Another caveat to our approach is that GMST reconstructions of the past
millennium may underestimate variability altogether via spatiotemporal
sampling (F. Zhu et al., 2020), regression dilution (Tingley et al.,
2012), and the nonlinearity of some proxy systems (Evans et al., 2014),
resulting in an artificially low estimate of ECS. There are two main
reasons to be skeptical of the preservation of GMST variance in the
PAGES 2k GMST estimates: (a) data attrition back in time, which weakens
the signal to noise ratio and amplifies regression dilution (Frost &
Thompson, 2000) as the proxy data become sparser earlier in the Common
Era; (b) age uncertainties compound back in time, resulting in variance
losses from composite metrics (e.g. GMST) derived from multivariate
proxy compilations (Comboul et al., 2014). This caveat contributes to
the uncertainties in the emergent constraint derived from the
reconstructed GMST statistics. We investigate these possibilities using
pseudoproxy experiments (Supplemental Figure 5; F. Zhu et al., 2023),
which suggest that there would be great value in increasing the quality
and spatial coverage of paleoclimate proxies over the Common Era,
perhaps according to optimal sampling protocols (Comboul et al., 2015).
Finally, recent studies have produced mixed results constraining ECS
through temperature variability. While a strong linear relationship was
found within the CMIP5 ensemble, this relationship evaporated in CMIP6
(Schlund et al., 2020). Unfortunately, our analysis does not fully
resolve this difference because of a lack of available simulations,
highlighting the need for more resources to be committed to last
millennium experiments (ex: past1000 and past2k). While we explored the
use of piControl experiments to potentially augment our ensemble, we
found that their temperature variability is not strongly correlated with
that of past1000 experiments (Supplemental Figure 6). The lack of a
strong relationship between temperature variability in past1000 and
piControl experiments is likely primarily due to a lack of common
external forcing variability. While the past1000 experiment is forced by
multiple external sources (volcanic, solar, orbital), the piControl
experiment is not forced by any external sources (except for seasonal
solar variability, which is smoothed out on annual scales). This finding
is reinforced by the results of prior studies, which have shown that the
comparison of temperature variability between piControl experiments and
externally forced experiments is not trivial (Cox et al., 2018b) and
could require multiple realizations for each model to subtract out the
forced response (Nijsse et al., 2019).
Our constraints, which imply an ECS between 2.6 +/- 0.8K (for \(\psi\))

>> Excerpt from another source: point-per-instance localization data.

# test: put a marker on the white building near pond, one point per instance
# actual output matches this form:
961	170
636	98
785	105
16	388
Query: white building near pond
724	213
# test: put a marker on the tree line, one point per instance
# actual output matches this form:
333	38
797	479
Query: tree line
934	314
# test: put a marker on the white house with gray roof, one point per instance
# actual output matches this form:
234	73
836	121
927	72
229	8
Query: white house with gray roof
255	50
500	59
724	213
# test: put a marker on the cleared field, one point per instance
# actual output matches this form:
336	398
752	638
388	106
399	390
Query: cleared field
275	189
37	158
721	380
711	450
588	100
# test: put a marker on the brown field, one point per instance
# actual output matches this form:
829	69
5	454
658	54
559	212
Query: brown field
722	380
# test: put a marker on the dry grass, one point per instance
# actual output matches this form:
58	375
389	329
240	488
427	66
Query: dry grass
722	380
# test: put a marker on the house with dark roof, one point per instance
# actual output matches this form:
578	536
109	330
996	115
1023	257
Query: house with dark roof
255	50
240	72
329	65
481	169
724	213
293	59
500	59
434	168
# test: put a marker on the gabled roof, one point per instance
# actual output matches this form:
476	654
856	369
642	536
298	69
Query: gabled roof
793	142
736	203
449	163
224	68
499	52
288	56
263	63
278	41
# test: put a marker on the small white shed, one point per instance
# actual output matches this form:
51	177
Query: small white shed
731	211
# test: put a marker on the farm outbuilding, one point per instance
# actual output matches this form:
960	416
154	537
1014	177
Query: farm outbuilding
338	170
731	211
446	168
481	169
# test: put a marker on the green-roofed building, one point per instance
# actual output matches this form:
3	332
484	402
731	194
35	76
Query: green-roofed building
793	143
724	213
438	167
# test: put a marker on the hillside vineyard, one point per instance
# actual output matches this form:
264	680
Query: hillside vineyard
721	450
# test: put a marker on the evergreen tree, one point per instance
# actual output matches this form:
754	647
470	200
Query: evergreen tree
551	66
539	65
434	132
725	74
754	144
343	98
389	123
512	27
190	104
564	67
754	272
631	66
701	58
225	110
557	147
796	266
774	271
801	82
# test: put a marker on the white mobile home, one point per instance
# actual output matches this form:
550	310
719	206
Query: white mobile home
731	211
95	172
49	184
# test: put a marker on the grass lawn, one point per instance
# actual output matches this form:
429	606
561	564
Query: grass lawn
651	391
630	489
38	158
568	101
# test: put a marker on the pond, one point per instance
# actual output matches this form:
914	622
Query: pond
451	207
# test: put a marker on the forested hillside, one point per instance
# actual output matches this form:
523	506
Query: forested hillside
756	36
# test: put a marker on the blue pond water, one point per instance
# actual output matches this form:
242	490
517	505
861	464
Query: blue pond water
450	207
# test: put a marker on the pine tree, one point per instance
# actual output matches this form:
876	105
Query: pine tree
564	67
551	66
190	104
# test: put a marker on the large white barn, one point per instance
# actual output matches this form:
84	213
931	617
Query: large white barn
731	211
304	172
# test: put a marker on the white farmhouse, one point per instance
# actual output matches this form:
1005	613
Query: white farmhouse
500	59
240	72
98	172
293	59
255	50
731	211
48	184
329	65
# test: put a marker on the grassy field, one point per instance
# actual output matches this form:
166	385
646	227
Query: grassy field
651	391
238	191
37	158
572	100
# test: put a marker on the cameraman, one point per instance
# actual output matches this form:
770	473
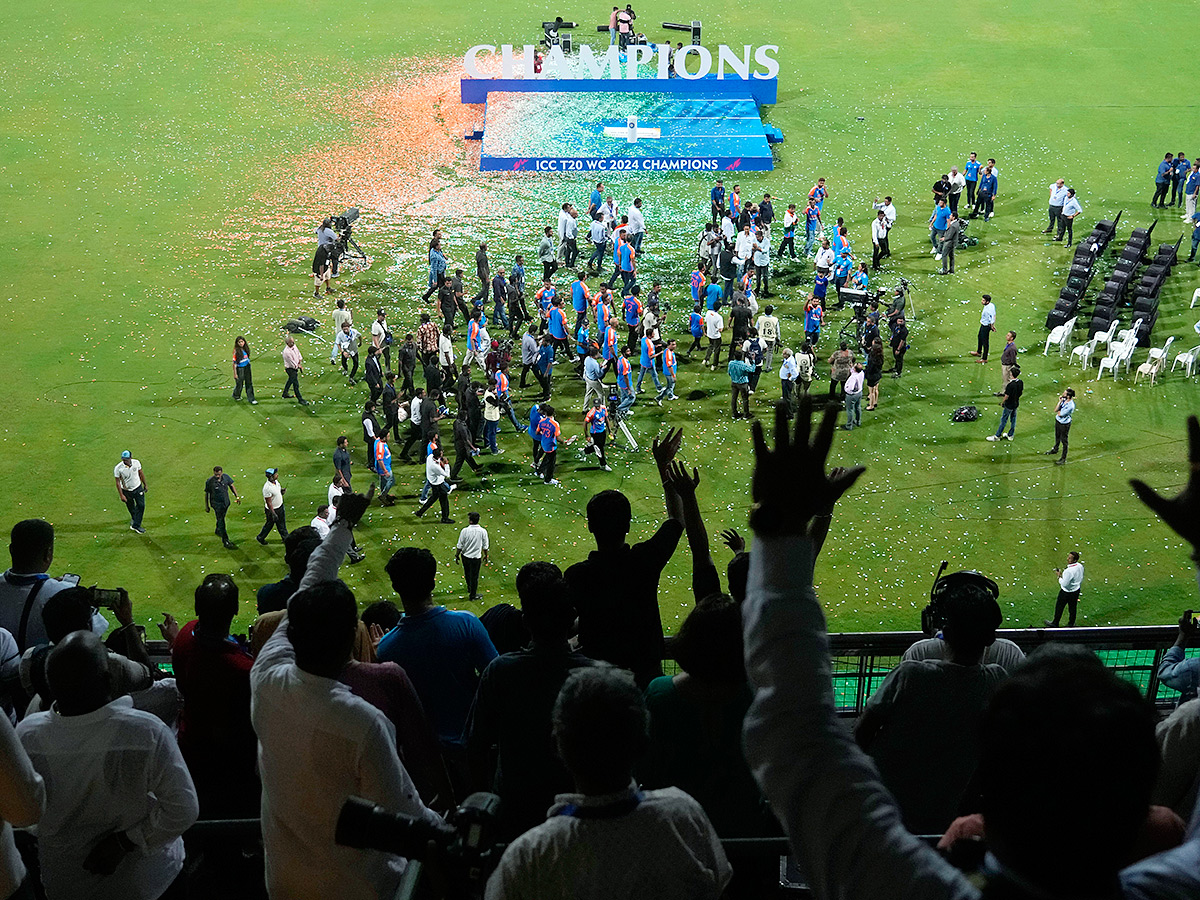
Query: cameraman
1175	671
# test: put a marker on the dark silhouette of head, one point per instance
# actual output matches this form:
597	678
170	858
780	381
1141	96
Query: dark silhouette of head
31	546
323	622
601	727
1062	703
77	673
216	603
609	517
709	643
546	606
413	573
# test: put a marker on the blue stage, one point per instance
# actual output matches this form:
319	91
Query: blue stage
587	132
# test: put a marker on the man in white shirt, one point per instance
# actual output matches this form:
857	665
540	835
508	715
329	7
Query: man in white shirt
1071	209
472	550
879	239
713	328
636	229
437	471
825	257
348	747
342	316
1057	197
131	487
25	587
119	792
958	181
987	325
273	507
611	839
1071	582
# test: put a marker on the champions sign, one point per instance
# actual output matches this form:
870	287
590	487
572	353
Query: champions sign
641	61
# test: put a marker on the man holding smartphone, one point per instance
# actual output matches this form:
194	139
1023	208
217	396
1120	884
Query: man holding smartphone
131	487
273	508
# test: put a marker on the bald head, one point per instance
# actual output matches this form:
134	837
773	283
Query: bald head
77	672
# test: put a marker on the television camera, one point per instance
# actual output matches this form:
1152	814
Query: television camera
466	846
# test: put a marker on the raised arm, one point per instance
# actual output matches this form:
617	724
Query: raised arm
841	822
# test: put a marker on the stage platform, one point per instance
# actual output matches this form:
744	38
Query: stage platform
574	132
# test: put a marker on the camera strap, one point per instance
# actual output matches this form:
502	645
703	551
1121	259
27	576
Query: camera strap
610	810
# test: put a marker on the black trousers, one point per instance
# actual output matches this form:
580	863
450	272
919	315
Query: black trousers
279	520
600	438
1071	601
441	495
984	340
471	574
293	382
546	467
460	460
220	511
1061	432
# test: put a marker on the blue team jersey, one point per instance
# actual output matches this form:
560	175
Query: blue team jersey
547	432
623	372
712	295
647	353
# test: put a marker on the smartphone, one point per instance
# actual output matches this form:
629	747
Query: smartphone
107	598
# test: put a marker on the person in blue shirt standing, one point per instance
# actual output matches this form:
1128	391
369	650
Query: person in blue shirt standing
937	222
669	372
718	197
696	327
1179	179
971	173
581	299
649	363
595	427
544	365
1195	237
1163	181
625	382
813	225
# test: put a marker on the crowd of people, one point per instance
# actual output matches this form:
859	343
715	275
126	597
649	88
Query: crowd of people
613	778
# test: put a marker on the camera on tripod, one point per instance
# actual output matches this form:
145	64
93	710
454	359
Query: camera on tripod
466	845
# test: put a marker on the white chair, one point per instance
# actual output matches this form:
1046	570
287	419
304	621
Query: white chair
1085	353
1150	369
1107	336
1123	334
1060	335
1119	354
1162	353
1188	358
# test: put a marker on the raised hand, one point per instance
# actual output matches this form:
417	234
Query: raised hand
665	451
790	484
1182	511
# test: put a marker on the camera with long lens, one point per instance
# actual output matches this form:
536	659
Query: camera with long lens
466	845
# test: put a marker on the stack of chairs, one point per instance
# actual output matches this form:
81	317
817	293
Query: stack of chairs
1117	289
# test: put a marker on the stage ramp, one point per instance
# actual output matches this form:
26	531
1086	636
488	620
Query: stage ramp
573	132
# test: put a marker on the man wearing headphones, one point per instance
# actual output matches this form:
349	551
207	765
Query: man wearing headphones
922	725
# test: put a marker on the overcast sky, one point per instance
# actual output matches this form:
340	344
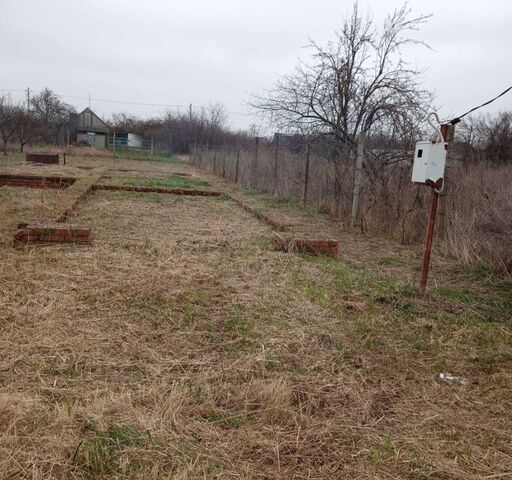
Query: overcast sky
191	51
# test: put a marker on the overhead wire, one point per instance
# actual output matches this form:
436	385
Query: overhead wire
456	120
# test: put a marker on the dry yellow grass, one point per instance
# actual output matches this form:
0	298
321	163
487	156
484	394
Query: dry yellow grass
179	345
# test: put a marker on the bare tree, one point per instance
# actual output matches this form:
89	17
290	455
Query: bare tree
359	83
49	111
11	119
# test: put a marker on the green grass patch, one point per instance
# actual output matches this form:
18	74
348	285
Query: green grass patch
496	307
101	454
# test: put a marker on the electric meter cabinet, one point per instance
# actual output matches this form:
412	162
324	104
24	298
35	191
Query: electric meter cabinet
429	162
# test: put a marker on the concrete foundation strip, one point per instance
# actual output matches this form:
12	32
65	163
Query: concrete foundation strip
33	234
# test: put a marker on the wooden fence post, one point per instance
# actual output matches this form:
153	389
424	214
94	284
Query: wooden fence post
254	172
276	160
357	178
306	174
237	163
448	132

and 2.8 +/- 0.8K (for \(\sigma_{b}\)), are slightly lower than the
IPCC’s central estimate of 3K, but substantially overlap with the IPCC’s
likely range. The ability of temperature variability to constrain ECS on
its own has been shown to be limited, especially in cases where climate
sensitivity is greater than 2.5K (Annan et al., 2020). Therefore,
instead of viewing our study as fully capable of constraining ECS on its
own, we contend that our estimates and their associated uncertainties
should be regarded as an additional source of knowledge within the
existing body of work to generate the most accurate ECS estimate
(Sanderson et al., 2021). While this study has exclusively used
paleoclimate simulations and reconstructions from the Common Era, there
are multiple other past intervals that could be brought to bear on
estimates of ECS, including warmer and colder intervals (Renoult, 2022;
Tierney et al., 2020; J. Zhu et al., 2020). Combined with additional
sources of evidence (e.g. Sherwood et al., 2020), we hope that this
work, will contribute to tighter constraints on ECS.